- Born: June 18, 1961 (age 65)

Academic background
- Alma mater: Bocconi University University of Milan Catholic University of Milan

Academic work
- Discipline: Game theory, Behavioral economics, Decision theory
- Institutions: Bocconi University Princeton University
- Notable ideas: Epistemic game theory, Dynamic psychological games
- Website: Information at IDEAS / RePEc;

= Pierpaolo Battigalli =

Italian economist (born 1961)

Pierpaolo Battigalli (born June 18, 1961) is an Italian economist. He is a professor at Bocconi University, in Milan, and is associated with the IGIER. He does research in microeconomic theory, in particular the epistemic foundations of game theory and psychological games.

Battigalli is a fellow of the Econometric Society and the Game Theory Society. Since 2021 he is one of the editors of the Journal of Economic Theory.

== Biography ==

=== Life and education ===

Battigalli was born on June 18, 1961, in Milan. He went to highschool at the liceo Vittorio Veneto, where he was involved in student politics and first became interested in social sciences. He received his BA in economics at Bocconi University under the supervision of Aldo Montesano in 1987. His undergraduate thesis was in game theory, where he independently developed solution concepts related to David Pearce's extensive-form rationazalibility, and Fudenberg and Levine's self-confirming equilibrium.

Battigalli went on to do his master's in econometrics and mathematical economics at the London School of Economics in 1989. In 1990 he returned to Italy for his PhD, which he finished in 1992 at a joint economics program at Bocconi, University of Milan, and the Catholic University of Milan.

=== Career ===
Battigalli was an assistant professor at the Polytechnic University of Milan from 1992 to 1994. From 1994 to 1999, he was an assistant professor at Princeton University. He returned to Italy in 1998: he was a professor at the European University Institute in Florence until 2000, and has since been a professor at Bocconi University.

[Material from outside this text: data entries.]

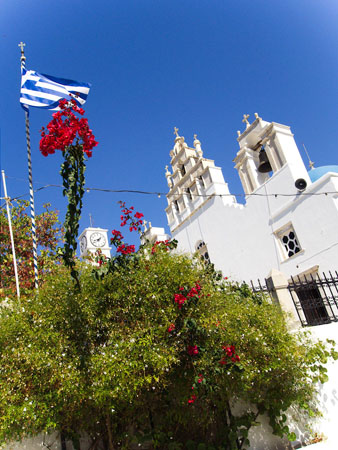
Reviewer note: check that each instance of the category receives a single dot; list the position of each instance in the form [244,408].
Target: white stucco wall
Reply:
[241,240]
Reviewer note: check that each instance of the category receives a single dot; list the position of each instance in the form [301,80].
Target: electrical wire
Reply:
[158,194]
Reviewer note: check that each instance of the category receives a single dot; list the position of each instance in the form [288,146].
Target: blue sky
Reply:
[156,64]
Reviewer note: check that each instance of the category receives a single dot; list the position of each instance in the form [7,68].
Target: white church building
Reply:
[289,220]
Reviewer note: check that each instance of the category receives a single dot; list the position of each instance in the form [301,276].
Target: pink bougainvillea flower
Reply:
[192,350]
[171,327]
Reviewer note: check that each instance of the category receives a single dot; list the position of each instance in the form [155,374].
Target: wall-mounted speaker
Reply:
[301,184]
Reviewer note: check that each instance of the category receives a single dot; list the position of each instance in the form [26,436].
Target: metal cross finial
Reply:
[311,163]
[245,119]
[22,45]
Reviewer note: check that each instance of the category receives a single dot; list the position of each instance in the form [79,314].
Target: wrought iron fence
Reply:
[315,297]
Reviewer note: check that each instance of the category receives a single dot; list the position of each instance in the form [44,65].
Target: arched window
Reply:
[202,249]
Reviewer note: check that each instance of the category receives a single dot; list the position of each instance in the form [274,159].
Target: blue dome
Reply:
[318,172]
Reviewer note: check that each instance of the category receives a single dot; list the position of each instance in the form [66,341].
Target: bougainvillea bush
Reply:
[71,135]
[157,353]
[48,235]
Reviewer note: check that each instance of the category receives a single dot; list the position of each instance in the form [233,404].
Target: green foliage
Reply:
[48,234]
[72,172]
[117,360]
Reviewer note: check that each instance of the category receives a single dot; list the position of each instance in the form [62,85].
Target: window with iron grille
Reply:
[288,241]
[201,248]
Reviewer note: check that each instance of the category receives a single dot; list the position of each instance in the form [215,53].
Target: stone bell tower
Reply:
[267,149]
[194,180]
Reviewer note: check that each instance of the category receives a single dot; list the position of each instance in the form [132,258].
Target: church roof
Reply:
[318,172]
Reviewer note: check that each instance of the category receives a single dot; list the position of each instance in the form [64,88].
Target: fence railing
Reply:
[315,297]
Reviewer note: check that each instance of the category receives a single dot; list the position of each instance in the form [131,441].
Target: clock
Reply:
[83,244]
[97,239]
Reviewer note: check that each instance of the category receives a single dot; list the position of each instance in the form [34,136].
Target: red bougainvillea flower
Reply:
[128,216]
[193,350]
[192,399]
[180,299]
[163,244]
[171,327]
[126,249]
[66,129]
[230,352]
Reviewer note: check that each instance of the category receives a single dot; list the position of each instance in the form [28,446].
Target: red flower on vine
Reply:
[65,128]
[171,327]
[193,350]
[192,399]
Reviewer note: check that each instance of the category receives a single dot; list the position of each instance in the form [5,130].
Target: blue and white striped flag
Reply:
[45,91]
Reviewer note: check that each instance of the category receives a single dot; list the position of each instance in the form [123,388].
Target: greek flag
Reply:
[45,91]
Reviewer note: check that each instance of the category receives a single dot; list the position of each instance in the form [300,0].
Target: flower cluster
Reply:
[192,350]
[117,238]
[135,220]
[163,244]
[183,296]
[171,327]
[192,399]
[64,128]
[126,249]
[230,355]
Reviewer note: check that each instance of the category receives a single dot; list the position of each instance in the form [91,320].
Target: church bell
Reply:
[264,164]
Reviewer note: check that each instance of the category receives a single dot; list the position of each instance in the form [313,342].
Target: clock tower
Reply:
[93,239]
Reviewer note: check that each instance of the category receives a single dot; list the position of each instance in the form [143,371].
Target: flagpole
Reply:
[7,199]
[30,178]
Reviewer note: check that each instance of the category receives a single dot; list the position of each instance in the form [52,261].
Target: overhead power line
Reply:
[159,194]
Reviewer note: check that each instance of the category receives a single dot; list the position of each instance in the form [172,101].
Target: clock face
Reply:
[97,239]
[83,244]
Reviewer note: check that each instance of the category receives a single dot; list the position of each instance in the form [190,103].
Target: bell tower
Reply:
[265,149]
[194,180]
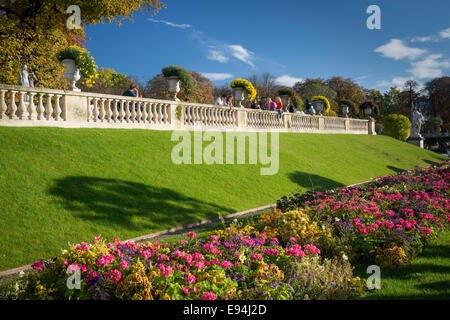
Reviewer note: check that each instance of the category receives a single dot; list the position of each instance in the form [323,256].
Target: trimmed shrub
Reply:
[397,126]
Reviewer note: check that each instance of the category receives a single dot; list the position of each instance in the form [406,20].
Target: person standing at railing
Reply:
[271,105]
[220,101]
[279,106]
[229,101]
[309,109]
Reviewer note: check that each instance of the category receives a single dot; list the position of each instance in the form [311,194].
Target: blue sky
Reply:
[291,39]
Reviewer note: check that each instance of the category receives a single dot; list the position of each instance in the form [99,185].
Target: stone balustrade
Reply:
[24,106]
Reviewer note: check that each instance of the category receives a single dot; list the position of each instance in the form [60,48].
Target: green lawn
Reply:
[427,277]
[67,185]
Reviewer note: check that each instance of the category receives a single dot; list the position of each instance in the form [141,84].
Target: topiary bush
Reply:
[397,126]
[184,75]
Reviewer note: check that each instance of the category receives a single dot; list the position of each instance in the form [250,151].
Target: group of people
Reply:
[227,101]
[267,104]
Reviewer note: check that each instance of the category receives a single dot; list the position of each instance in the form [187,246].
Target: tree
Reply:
[158,88]
[439,99]
[33,31]
[108,81]
[223,90]
[346,89]
[389,102]
[301,85]
[397,126]
[265,85]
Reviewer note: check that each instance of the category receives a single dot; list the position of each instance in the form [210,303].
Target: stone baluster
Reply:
[151,113]
[144,111]
[121,106]
[57,110]
[158,112]
[21,110]
[140,105]
[115,107]
[49,107]
[166,113]
[134,105]
[101,109]
[95,110]
[128,105]
[108,110]
[40,107]
[31,106]
[3,106]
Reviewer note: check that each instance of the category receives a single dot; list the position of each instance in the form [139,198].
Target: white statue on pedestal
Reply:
[417,120]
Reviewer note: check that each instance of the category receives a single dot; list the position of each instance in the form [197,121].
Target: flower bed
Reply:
[302,250]
[388,221]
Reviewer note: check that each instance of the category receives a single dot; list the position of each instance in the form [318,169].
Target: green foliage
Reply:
[397,126]
[247,85]
[182,74]
[284,91]
[350,105]
[34,31]
[92,189]
[82,58]
[317,90]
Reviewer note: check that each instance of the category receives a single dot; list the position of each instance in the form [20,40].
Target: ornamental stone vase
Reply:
[285,102]
[238,94]
[318,106]
[72,74]
[345,111]
[174,87]
[368,112]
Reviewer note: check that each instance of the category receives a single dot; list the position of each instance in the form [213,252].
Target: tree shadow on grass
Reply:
[131,205]
[313,182]
[397,170]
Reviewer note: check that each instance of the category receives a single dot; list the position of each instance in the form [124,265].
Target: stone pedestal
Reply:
[417,141]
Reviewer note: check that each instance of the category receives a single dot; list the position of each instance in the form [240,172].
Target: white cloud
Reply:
[181,26]
[242,54]
[423,39]
[396,81]
[287,80]
[217,76]
[445,33]
[217,56]
[397,50]
[430,67]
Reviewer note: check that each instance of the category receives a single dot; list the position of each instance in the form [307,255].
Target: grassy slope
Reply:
[61,185]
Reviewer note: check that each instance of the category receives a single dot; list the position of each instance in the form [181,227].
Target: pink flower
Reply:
[209,296]
[38,265]
[226,264]
[192,235]
[190,279]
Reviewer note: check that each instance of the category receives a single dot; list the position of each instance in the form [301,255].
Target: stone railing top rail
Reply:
[137,99]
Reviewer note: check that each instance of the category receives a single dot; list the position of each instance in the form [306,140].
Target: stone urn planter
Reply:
[368,112]
[345,111]
[174,87]
[318,106]
[238,94]
[72,73]
[285,102]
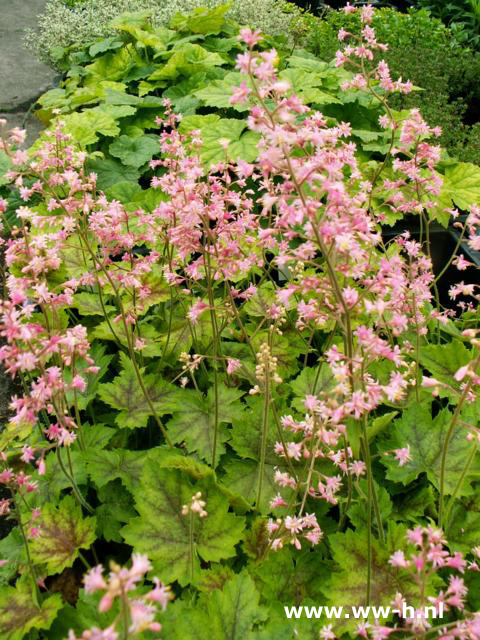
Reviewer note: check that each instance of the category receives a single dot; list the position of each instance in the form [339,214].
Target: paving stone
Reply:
[22,77]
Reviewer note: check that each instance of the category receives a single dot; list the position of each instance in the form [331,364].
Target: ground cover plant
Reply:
[233,395]
[73,23]
[433,57]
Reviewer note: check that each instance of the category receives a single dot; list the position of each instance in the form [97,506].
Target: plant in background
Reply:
[239,362]
[461,16]
[75,26]
[422,49]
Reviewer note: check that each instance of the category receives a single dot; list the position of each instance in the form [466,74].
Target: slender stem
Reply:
[459,484]
[263,446]
[453,422]
[27,549]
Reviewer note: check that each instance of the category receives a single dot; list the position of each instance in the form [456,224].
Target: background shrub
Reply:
[426,52]
[76,25]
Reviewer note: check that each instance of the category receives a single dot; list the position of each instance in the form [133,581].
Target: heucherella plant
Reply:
[137,612]
[229,360]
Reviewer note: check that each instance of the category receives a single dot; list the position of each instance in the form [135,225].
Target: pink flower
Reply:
[403,455]
[196,310]
[240,94]
[94,580]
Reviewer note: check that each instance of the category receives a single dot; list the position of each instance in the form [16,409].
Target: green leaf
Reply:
[63,531]
[190,59]
[101,360]
[88,304]
[201,20]
[443,361]
[126,395]
[348,581]
[230,612]
[5,165]
[312,381]
[149,334]
[218,93]
[116,509]
[166,535]
[110,172]
[19,613]
[305,85]
[462,184]
[194,420]
[84,127]
[107,44]
[105,466]
[426,437]
[193,122]
[12,551]
[134,152]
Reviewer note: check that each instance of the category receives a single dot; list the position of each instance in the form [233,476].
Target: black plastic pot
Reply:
[442,245]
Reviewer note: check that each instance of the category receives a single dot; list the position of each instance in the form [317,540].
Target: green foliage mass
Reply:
[426,52]
[135,487]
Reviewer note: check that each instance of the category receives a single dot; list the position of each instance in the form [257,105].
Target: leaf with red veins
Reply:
[62,532]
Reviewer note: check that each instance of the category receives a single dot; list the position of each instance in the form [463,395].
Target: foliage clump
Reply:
[422,49]
[62,26]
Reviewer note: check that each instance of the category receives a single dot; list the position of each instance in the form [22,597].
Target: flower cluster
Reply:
[120,585]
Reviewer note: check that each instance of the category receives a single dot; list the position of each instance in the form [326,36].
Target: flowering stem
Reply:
[27,549]
[459,484]
[71,479]
[453,422]
[263,446]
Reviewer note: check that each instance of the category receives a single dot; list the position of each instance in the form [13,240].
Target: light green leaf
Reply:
[150,336]
[462,184]
[348,581]
[194,420]
[115,510]
[19,613]
[426,437]
[190,59]
[175,542]
[201,20]
[126,395]
[105,466]
[218,93]
[110,172]
[134,152]
[85,126]
[63,531]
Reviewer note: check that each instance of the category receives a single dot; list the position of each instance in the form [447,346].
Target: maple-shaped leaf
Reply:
[288,577]
[126,395]
[173,541]
[19,613]
[348,582]
[443,361]
[12,552]
[242,475]
[426,437]
[194,420]
[105,466]
[101,360]
[230,612]
[115,510]
[88,304]
[62,531]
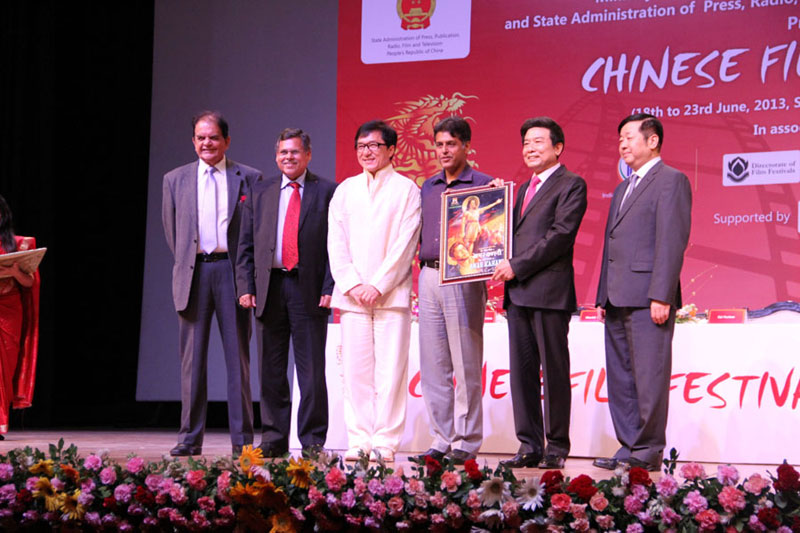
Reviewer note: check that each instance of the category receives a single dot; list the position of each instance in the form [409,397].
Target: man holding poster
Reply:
[540,296]
[450,316]
[639,291]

At Bocconi, he has been director of the PhD Program in Economics, Dean of the PhD School, and Head of the Department of Decision Sciences.

== Research ==

=== Epistemic game theory ===

Battigalli has done foundational research on epistemic game theory, a sub-field of game theory which studies how players' hierarchies of beliefs affect strategic behavior. Together with Marciano Siniscalchi he has developed the game-theoretic notion of strong belief, which they used as an epistemic foundation for forward-induction reasoning in games. Another contribution with Siniscalchi is the construction of the "universal type space" of hiearchies of conditional probability systems, an extensive-form generalization of Mertens and Zamir's hierarchies of beliefs.

=== Psychological game theory ===

Battigalli has also contributed substantially to the sub-field of psychological games. Based on his work on dynamic interactive epistemology from epistemic game theory, his papers with Martin Dufwenberg have laid the foundations for dynamic psychological games, with applications such as modelling guilt and frustration.